Saturday, May 29, 2004

Army Pfc. Joseph A. Jeffries

Remember Our Heroes

Army Pfc. Joseph A. Jeffries, 21, of Beaverton, Ore.

Pfc Jeffries was assigned to the 329th Psychological Operations Company, Army Reserve, Portland, Ore.; killed May 29, 2004 when his vehicle hit a land mine in Kandahar, Afghanistan.

Jeffries was the first son of Oregon to die while serving in Afghanistan. He was born in Portland and graduated from Sunset High School. He joined the Army Reserve in 2002. The following year he was sent to Bosnia. When he returned, he married Betsy Fiddler - a co-worker at a day care center. At the time of his death, Betsy was expecting their first child.

Jeffries loved his wife, racing cars, basketball, skiing and had always wanted to be an "Army Guy." He raced his cars at the River City Speedway in St Helens, Oregon with his father. When his father received word of his death, he was 'covered in grease' preparing a car to race as his son's proxy.

His father said that Jeffries felt that the Afghan civilians wanted the soldiers there and were volunteering important information. "In Afghanistan, he felt we were making a difference, and he was glad he was there. And, from a father's standpont, I'm glad we had that discussion."

Joseph Jefferies was survived by his wife, Betsy, his father, Mark Jeffries, his mother, Linda Lock, sisters Heidi and Terri Jeffries, and grandparents Betty and Rick Smith.
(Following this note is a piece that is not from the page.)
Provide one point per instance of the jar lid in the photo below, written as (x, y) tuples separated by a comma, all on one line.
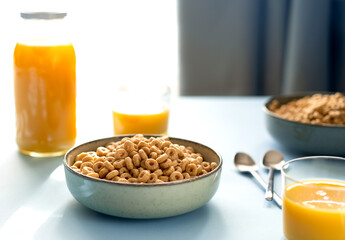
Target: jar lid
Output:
[(43, 15)]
Pictures of his service are here:

Joseph Jeffries was buried with honors at Willamette National Cemetery. At the River City Speedway, he was honored with a memorial race.

Betsy Jeffries was five months pregnant when her husband, Joseph Jeffries was killed in Afghanistan.

"Numbness, denial" are the words she used to describe her feelings when she was told her husband had been killed in action. "I still live in denial," she said. "I didn't want to believe it - still don't."

She said the Gold Star Wives helps her to cope with her loss. "I live next door to another Gold Star wife," Jefferies noted. "It's good to have her there and to be able to talk to these other women. I can go online and write how I feel, and people will tell me that I'm normal. I don't need to stress out about what stage I'm at, because all of it is normal. Knowing that I'm not weird, or wrong, it's just normal. I'm not odd for feeling or doing or anything."

Jefferies said being a member of the Gold Star Wives makes her feel sane. She advises other young widows to seek out the organization. "And find someone, especially your own age," she said. "For me being married five months is different from someone who has been married for 15 years. They grieve for something they've lost. I grieve for something that I never had and I long to have - wish I could have had."

"His main goal in life was to have a family," Jefferies said, as she fought back tears. "He just wanted to be a dad. That's all he wanted. His main goal was to provide for his children.

"After we found out that we were pregnant, he was going to switch over to active duty to finish out his five years from the reserves," she said. "After that, he was thinking about being a firefighter or a policeman."

Army Pfc. Joseph A. Jeffries was killed in action on 5/29/04.